Former Australia coach John Buchanan believes Darren Lehmann has the opportunity to change the internal culture of the Aussie team and their tarnished image after surviving the axe amid the ball-tampering scandal.
Lehmann was reportedly set to either resign or be sacked, with Australian cricket engulfed in crisis after Cameron Bancroft admitted to attempting to alter the condition of the ball with tape on day three of the third Test against South Africa in Cape Town.
However, Cricket Australia announced on Tuesday that under-fire coach Lehmann was unaware of the deliberate plot involving captain Steve Smith, David Warner and Bancroft – the disgraced trio sent home from the tour.
Smith, Warner and Bancroft will be sanctioned in the next 24 hours as Matt Renshaw, Glenn Maxwell and Joe Burns arrive in Johannesburg, where Tim Paine will continue to skipper the embattled Australians.
With Lehmann now set to remain in the job until the conclusion of his contract in 2019, World Cup-winning coach Buchanan told Omnisport: "It's good news for him and coaching, the profession of coaching.
"As coaches, who are really teachers and parents at different stages, that he has stuck by his values and principles, which are really about that spirit of cricket and how Australia sport should be played."
Looking ahead to Lehmann's future and the work needed to repair the damage caused by the controversy, Buchanan added: "He is certainly one key person in that [the rebuild]. The pressure in a sense is on all involved at Cricket Australia, playing the game, coaching the game, supporting the game, administrating the game. So the pressure is on everyone to make the right decisions and certainly to be seen that way and not just talked about.
"His first job is to just bring this group together as quickly as possible. Settle the group and allow them to try and play the best they can. One of the advantages for Lehmann and the group is they have three new players in the squad, and they have a new captain.
"There are elements to almost say it's a fresh start right from the word go. That will be part of Lehmann's job to harness that feeling and maintain that feeling on foreign soil, where South Africa will be buoyed by what's going on inside the Australia dressing room.
"It is one of Darren's strengths I think, however.
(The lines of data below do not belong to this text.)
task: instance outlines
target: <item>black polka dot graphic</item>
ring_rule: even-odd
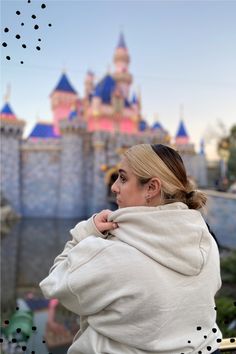
[[[7,324],[9,324],[9,321],[8,321],[8,320],[5,320],[4,323],[7,325]]]
[[[34,26],[34,29],[35,29],[35,30],[39,29],[39,26],[38,26],[38,25],[35,25],[35,26]]]
[[[197,326],[197,331],[201,331],[202,327]]]
[[[20,332],[21,332],[21,328],[17,328],[17,329],[16,329],[16,332],[17,332],[17,333],[20,333]]]
[[[52,24],[51,24],[51,23],[49,23],[49,24],[48,24],[48,26],[49,26],[49,27],[52,27]]]
[[[16,38],[17,38],[17,39],[20,39],[20,35],[19,35],[19,34],[17,34],[17,35],[16,35]]]
[[[31,17],[32,17],[34,20],[36,19],[36,16],[35,16],[35,15],[32,15]]]
[[[217,332],[217,329],[216,329],[216,328],[212,328],[212,332],[213,332],[213,333],[216,333],[216,332]]]
[[[6,56],[6,59],[7,60],[11,60],[11,57],[9,57],[9,55]]]
[[[24,26],[25,24],[24,24],[24,22],[21,22],[21,26]]]
[[[41,8],[42,8],[42,9],[45,9],[45,7],[46,7],[45,4],[42,4],[42,5],[41,5]]]
[[[26,44],[22,44],[22,48],[26,48]]]
[[[0,338],[0,343],[2,343],[3,342],[3,339],[2,338]]]
[[[202,352],[200,351],[200,352],[198,352],[198,354],[202,354]]]
[[[188,340],[188,343],[191,343],[191,340]]]
[[[33,326],[32,331],[36,331],[37,327]]]
[[[17,307],[16,307],[16,311],[18,311],[18,310],[19,310],[19,307],[17,306]]]
[[[222,339],[221,338],[217,338],[217,343],[220,343],[220,342],[222,342]]]
[[[207,339],[207,336],[204,336],[205,339]]]
[[[211,347],[210,347],[210,346],[208,346],[208,347],[207,347],[207,350],[208,350],[208,352],[210,352],[210,351],[211,351]]]
[[[235,339],[234,338],[230,338],[230,343],[234,343]]]
[[[21,64],[24,64],[24,62],[21,60],[21,62],[20,62]]]
[[[20,15],[20,11],[16,11],[16,14],[17,14],[17,15]]]
[[[27,349],[27,347],[25,345],[23,345],[22,350],[25,352],[26,349]]]
[[[5,27],[4,32],[9,32],[9,28]]]
[[[41,38],[38,38],[38,41],[41,42]]]
[[[34,351],[34,350],[32,350],[31,354],[35,354],[35,351]]]
[[[37,50],[40,50],[41,48],[39,46],[36,47]]]
[[[6,42],[3,42],[3,43],[2,43],[2,46],[3,46],[3,47],[7,47],[7,43],[6,43]]]
[[[29,339],[30,336],[26,336],[27,339]]]
[[[16,343],[16,342],[17,342],[16,338],[12,338],[12,343]]]
[[[217,307],[216,307],[216,306],[214,307],[214,310],[217,310]]]
[[[31,3],[31,1],[30,1],[30,0],[28,0],[28,3],[30,4],[30,3]]]
[[[43,340],[43,341],[42,341],[42,343],[46,343],[46,341],[45,341],[45,340]]]
[[[234,306],[236,306],[236,301],[234,301]]]

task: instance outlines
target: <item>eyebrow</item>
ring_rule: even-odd
[[[122,170],[121,168],[118,170],[118,172],[127,174],[127,172],[125,170]]]

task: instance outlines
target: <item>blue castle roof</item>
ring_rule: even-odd
[[[58,138],[53,131],[53,124],[37,123],[29,138]]]
[[[148,124],[145,120],[141,120],[139,122],[139,131],[143,132],[144,130],[146,130],[148,128]]]
[[[77,110],[76,110],[76,109],[73,109],[73,110],[69,113],[68,119],[69,119],[69,120],[74,120],[77,116],[78,116]]]
[[[94,96],[100,97],[103,103],[111,103],[111,96],[115,89],[116,81],[111,75],[106,75],[95,87]]]
[[[1,114],[9,114],[9,115],[15,115],[15,113],[13,112],[11,106],[9,103],[5,103],[5,105],[2,107],[1,109]]]
[[[155,122],[152,126],[152,130],[158,130],[158,129],[163,130],[163,127],[159,122]]]
[[[177,130],[176,138],[188,137],[183,120],[180,121],[179,128]]]
[[[62,74],[57,86],[55,87],[54,91],[64,91],[64,92],[70,92],[70,93],[75,93],[77,94],[76,90],[73,88],[71,85],[68,77],[66,74]]]
[[[125,43],[125,37],[122,32],[120,33],[117,48],[125,48],[125,49],[127,48]]]
[[[132,104],[137,104],[137,103],[138,103],[138,99],[137,99],[137,96],[134,93],[133,97],[132,97]]]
It’s a start for him to begin a real change to not only the internal culture but what is actually seen on the field and how the players deliver their cricket."
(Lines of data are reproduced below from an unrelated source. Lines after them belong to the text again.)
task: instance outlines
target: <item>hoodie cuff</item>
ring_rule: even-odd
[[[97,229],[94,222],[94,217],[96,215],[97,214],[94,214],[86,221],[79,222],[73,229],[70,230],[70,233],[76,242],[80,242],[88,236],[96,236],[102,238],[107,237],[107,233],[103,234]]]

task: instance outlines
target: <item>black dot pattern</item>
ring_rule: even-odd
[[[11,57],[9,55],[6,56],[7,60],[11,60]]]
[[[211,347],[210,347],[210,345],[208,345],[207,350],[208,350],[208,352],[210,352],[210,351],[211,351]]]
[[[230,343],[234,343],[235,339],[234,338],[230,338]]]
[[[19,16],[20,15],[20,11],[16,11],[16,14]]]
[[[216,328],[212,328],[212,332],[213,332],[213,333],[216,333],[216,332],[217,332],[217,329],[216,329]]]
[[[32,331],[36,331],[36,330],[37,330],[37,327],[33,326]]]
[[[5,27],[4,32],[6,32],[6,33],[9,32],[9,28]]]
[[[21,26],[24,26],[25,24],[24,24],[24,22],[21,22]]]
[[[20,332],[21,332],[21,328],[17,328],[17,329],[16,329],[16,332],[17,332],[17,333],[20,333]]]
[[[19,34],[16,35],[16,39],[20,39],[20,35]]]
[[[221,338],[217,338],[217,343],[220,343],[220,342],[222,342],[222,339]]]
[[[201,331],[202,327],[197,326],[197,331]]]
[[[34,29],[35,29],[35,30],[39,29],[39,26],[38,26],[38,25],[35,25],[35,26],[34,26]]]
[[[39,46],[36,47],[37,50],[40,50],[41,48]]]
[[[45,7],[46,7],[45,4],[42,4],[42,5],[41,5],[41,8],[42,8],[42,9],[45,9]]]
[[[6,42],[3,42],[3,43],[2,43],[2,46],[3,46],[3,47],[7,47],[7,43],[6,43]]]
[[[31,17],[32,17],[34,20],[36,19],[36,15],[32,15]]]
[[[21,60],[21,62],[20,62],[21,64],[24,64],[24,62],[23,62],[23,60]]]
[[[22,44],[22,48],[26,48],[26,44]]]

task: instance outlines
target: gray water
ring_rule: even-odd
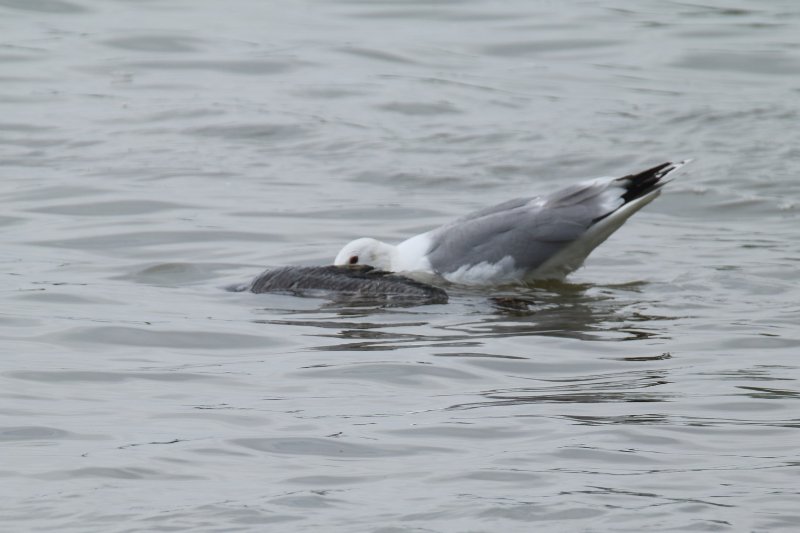
[[[800,5],[0,0],[3,531],[797,531]],[[230,293],[695,158],[564,284]]]

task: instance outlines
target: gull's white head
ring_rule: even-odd
[[[334,265],[369,265],[380,270],[392,270],[394,246],[375,239],[356,239],[342,248]]]

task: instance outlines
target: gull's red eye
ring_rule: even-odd
[[[357,255],[351,255],[350,256],[350,264],[351,265],[355,265],[356,263],[358,263],[358,256]]]

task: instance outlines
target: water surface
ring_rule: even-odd
[[[0,15],[2,529],[796,530],[795,2]],[[686,157],[565,284],[222,289]]]

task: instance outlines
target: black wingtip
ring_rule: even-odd
[[[627,204],[628,202],[632,202],[637,198],[641,198],[646,194],[660,189],[668,183],[663,181],[668,174],[678,170],[689,161],[691,161],[691,159],[678,163],[661,163],[660,165],[656,165],[638,174],[630,174],[629,176],[618,178],[617,181],[624,182],[625,188],[627,189],[625,194],[622,195],[622,199]]]

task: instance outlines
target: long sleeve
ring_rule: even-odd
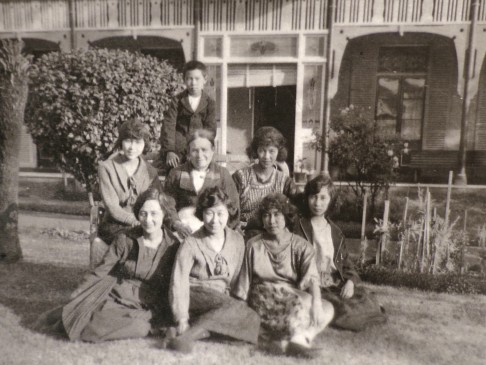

Reflecting on the scandal that has angered a nation and led to condemnation from Australian prime minister Malcolm Turnbull, Buchanan said: "It's astonishing that it could happen in the first place. We very much believe in the values of the baggy green and what it stands for. It does stand for playing the game very skilfully, aggressively but playing it within the rules of the game and hopefully most of the time within the group spirit of the game, which sometimes doesn't happen.
"When your captain and your vice-captain step outside that mantra and spirit of how Australians play sport, it's extremely disappointing, shaming, embarrassing. It does make you angry and feel sick.
"But hopefully with these initial steps, those sorts of emotions will be a thing of the past."